PTSS Scale: The Rwandan PTSS was based on the DSM-IV’s B, C and D symptom criteria for PTSD (American Psychiatric Association, 1994). These criteria constitute re-experiencing symptoms, avoidance/numbing symptoms and hyperarousal symptoms. The symptoms comprising the Rwandan scale afford 94% coverage of DSM-IV PTSD symptoms (Neugebauer et al., 2009). (For the development of the measure, refer to Dyregrov et al., 2000.) The measure possessed satisfactory internal consistency (Cronbach’s α = 0.76) and construct validity (Neugebauer et al., 2009).
We anticipated that children residing in UCCs with staff trained in trauma alleviation methods would report lower PTSS, as compared with children in the other UCCs, in adjusted analyses.
Descriptive statistics summarise the sociodemographic characteristics of the sample. The distribution of UCCs with and without TRP training were compared on gender, age, education, exposure to violence, PTSS scores and the three cardinal symptom groups comprising PTSS using chi-square for categorical variables and analysis of variance for continuous variables. Next, the association of potentially confounding variables, for example, gender, age, and exposure to violence, and of the variable of interest, TRP training, with participants’ PTSS scores was examined first using bivariate analyses, and then in analyses adjusting simultaneously for these potential confounders. We hypothesised a priori that younger age, lower education and greater degree of exposure to violence would be significantly related to greater PTSS symptoms; hence these variables are included in all models.

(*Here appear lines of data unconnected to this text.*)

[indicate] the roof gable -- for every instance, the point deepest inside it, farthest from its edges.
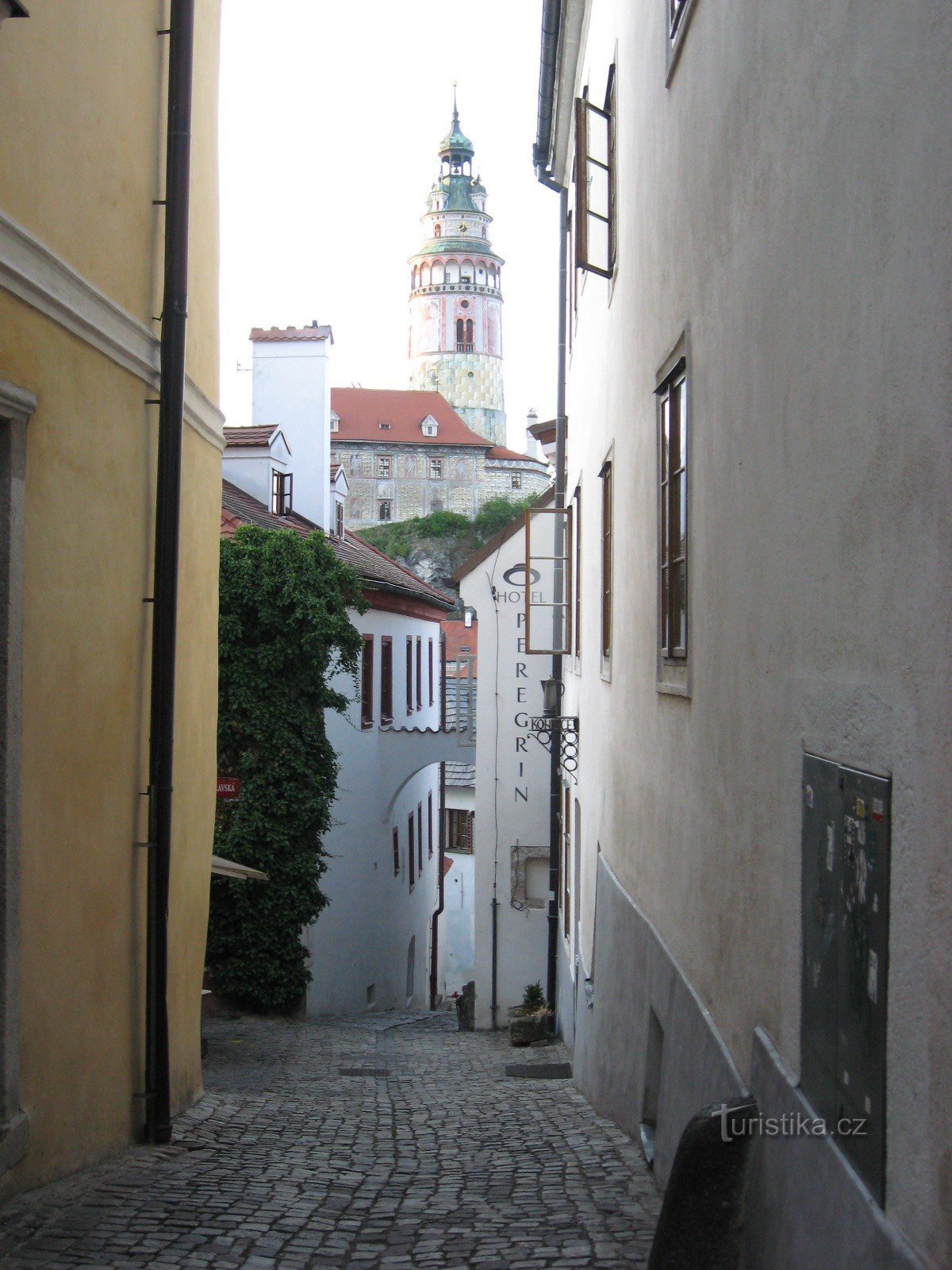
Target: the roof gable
(363, 410)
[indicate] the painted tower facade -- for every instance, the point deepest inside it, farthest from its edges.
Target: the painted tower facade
(456, 302)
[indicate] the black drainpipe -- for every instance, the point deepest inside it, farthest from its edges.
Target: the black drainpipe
(555, 791)
(435, 929)
(167, 567)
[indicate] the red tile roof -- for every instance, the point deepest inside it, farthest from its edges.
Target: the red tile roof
(460, 635)
(374, 569)
(363, 410)
(244, 436)
(278, 336)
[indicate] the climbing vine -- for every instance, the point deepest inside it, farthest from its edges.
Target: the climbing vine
(283, 637)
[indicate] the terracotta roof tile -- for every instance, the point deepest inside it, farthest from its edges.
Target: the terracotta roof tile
(282, 336)
(363, 410)
(249, 436)
(371, 565)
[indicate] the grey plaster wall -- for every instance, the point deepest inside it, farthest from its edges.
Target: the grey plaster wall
(785, 197)
(635, 973)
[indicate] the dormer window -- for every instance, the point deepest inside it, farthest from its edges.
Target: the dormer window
(281, 492)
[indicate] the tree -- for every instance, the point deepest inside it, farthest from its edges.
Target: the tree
(283, 635)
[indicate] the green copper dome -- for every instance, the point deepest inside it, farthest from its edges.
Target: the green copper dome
(455, 141)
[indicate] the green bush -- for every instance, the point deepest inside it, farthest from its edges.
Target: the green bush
(283, 633)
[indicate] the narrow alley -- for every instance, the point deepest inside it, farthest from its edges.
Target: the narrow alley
(387, 1141)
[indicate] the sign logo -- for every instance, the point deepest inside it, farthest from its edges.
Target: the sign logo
(516, 577)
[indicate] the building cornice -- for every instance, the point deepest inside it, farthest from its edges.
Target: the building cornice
(33, 273)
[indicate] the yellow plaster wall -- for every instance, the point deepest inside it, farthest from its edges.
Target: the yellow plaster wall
(84, 120)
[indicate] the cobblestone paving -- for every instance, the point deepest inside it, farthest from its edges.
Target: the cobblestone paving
(391, 1142)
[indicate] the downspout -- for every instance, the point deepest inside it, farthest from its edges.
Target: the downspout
(555, 762)
(435, 930)
(549, 60)
(167, 567)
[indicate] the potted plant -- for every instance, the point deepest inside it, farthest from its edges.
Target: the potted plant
(530, 1022)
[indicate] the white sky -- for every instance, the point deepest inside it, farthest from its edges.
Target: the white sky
(330, 120)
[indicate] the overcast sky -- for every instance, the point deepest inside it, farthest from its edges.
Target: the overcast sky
(330, 120)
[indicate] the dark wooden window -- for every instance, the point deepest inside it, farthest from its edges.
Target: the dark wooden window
(460, 831)
(412, 852)
(419, 672)
(594, 217)
(282, 486)
(673, 502)
(367, 683)
(606, 474)
(386, 679)
(577, 622)
(409, 675)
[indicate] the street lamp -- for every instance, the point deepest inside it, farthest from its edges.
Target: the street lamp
(13, 10)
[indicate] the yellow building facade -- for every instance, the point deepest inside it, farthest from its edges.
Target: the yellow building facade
(82, 163)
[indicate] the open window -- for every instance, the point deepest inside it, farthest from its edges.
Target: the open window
(594, 220)
(549, 546)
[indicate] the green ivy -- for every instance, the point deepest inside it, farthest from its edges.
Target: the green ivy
(283, 634)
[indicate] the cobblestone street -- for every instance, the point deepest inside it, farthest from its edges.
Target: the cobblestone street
(390, 1141)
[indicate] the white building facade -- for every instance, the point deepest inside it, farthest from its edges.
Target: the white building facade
(376, 945)
(512, 803)
(759, 467)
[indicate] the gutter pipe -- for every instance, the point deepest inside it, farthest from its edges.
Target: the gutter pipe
(167, 567)
(441, 903)
(549, 59)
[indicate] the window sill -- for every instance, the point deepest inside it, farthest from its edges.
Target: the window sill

Since some previous studies of interventions for symptoms of PTSD have noted that treatment effects typically vary with subject gender, we decided a priori to examine this question in the current data. We tested this antecedent finding with a second order interaction term (Gender * Staff Training Status). Finally, the foregoing analyses were repeated in exploratory fashion with PTSD Criteria B, C and D serving as the outcome variable in three separate regressions. Statistical significance was set at p < 0.05 two-tailed. Since the analyses pertaining to symptom clusters and modification of associations by gender were exploratory in nature, we opted not to introduce more stringent p values to adjust for multiple comparisons.
| Results|| |
Among all children in the study sample (N = 888), 79.03% were below age 14 and 53.27% were male. The great majority had 0–3 years of education; 26.35% were living in UCCs where staff were recipients of the TRP training. Participants in UCCs with and without staff training differed significantly on gender distribution and school year, p < 0.05. No differences were found between the two groups of UCCs for age, level of exposure to violence, PTSS scores overall or for the individual symptom clusters [[Table 1]].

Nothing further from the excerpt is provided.